Methods: Blood samples were collected in the field or at emergency department arrival and thrombelastography (TEG) was used to characterize in vitro clot formation under native and tissue plasminogen activator (tPA)-stimulated conditions. Ten samples were taken from injured patients exhibiting normal lysis time at 30 min (Ly30), "eufibrinolytic" (EF), 10 from HF patients, defined as tPA-stimulated TEG Ly30 >50%, and 10 from healthy controls. Trauma patient samples were analyzed by targeted proteomics and ELISA assays for specific coagulation proteins.
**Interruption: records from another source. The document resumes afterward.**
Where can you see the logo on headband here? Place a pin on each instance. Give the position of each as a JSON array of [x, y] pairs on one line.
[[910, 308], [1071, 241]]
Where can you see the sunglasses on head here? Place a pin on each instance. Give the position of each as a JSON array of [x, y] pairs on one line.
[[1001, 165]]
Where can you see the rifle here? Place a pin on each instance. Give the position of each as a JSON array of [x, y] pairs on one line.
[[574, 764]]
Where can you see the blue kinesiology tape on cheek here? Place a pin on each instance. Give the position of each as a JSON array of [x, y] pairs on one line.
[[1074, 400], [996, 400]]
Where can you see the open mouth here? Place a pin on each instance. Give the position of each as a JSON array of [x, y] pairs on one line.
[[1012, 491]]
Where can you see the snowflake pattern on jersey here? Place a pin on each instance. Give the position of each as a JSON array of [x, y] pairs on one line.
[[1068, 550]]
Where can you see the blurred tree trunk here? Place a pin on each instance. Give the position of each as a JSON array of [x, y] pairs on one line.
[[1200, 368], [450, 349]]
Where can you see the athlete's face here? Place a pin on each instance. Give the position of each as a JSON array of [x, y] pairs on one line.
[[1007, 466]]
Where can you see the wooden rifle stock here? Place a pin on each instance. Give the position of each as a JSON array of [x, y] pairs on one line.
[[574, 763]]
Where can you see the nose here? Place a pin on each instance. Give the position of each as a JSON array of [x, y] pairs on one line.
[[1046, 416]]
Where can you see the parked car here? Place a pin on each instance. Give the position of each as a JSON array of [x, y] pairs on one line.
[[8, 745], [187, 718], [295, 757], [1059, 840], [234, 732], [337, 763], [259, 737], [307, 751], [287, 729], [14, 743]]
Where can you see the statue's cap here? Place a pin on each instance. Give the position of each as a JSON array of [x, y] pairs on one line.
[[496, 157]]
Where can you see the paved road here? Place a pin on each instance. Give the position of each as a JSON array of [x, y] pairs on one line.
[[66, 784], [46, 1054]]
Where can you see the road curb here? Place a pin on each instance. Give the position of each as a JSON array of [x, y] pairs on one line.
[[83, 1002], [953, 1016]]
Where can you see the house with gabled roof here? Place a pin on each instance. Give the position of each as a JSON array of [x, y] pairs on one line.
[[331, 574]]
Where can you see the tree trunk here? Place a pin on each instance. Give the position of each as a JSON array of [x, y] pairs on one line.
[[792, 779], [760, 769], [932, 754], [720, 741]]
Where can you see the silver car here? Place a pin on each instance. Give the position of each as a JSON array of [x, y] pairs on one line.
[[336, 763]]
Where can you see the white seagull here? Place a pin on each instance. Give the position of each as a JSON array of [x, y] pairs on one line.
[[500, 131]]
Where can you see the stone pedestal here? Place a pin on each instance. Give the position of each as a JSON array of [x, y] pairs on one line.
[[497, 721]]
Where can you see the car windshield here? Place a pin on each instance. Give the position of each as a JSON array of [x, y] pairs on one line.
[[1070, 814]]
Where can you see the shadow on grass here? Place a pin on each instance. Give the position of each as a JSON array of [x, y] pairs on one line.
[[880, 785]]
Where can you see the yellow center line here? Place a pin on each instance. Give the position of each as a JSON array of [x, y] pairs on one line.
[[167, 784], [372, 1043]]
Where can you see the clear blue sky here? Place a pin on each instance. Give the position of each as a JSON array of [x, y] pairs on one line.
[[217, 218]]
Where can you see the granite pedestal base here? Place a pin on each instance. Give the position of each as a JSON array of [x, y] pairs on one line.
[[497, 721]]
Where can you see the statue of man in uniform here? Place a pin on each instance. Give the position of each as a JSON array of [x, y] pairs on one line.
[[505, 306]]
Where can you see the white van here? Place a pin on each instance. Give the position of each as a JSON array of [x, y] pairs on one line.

Results: HF patients exhibited increased plasminogen activation. Thirty-three proteins from the HF patients were significantly decreased compared with healthy controls and EF patients; 17 were coagulation proteins with anti-protease consumption (p < 0.005). The other 16 decreased proteins indicate activation of the alternate complement pathway, depletion of carrier proteins, and four glycoproteins. CXC7 was elevated in all injured patients versus healthy controls (p < 0.005), and 35 proteins were unchanged across all groups (p > 0.1 and fold change of concentrations of 0.75-1.3).
Conclusion: HF patients had significant decreases in specific proteins and support mechanisms known in trauma-induced hyperfibrinolysis and also unexpected decreases in coagulation factors, factors II, X, and XIII, without changes in clot formation (SP, R times, or angle). Decreased clot stability in HF patients was corroborated with tPA-stimulated TEGs.
Level of evidence: Prognostic, level III.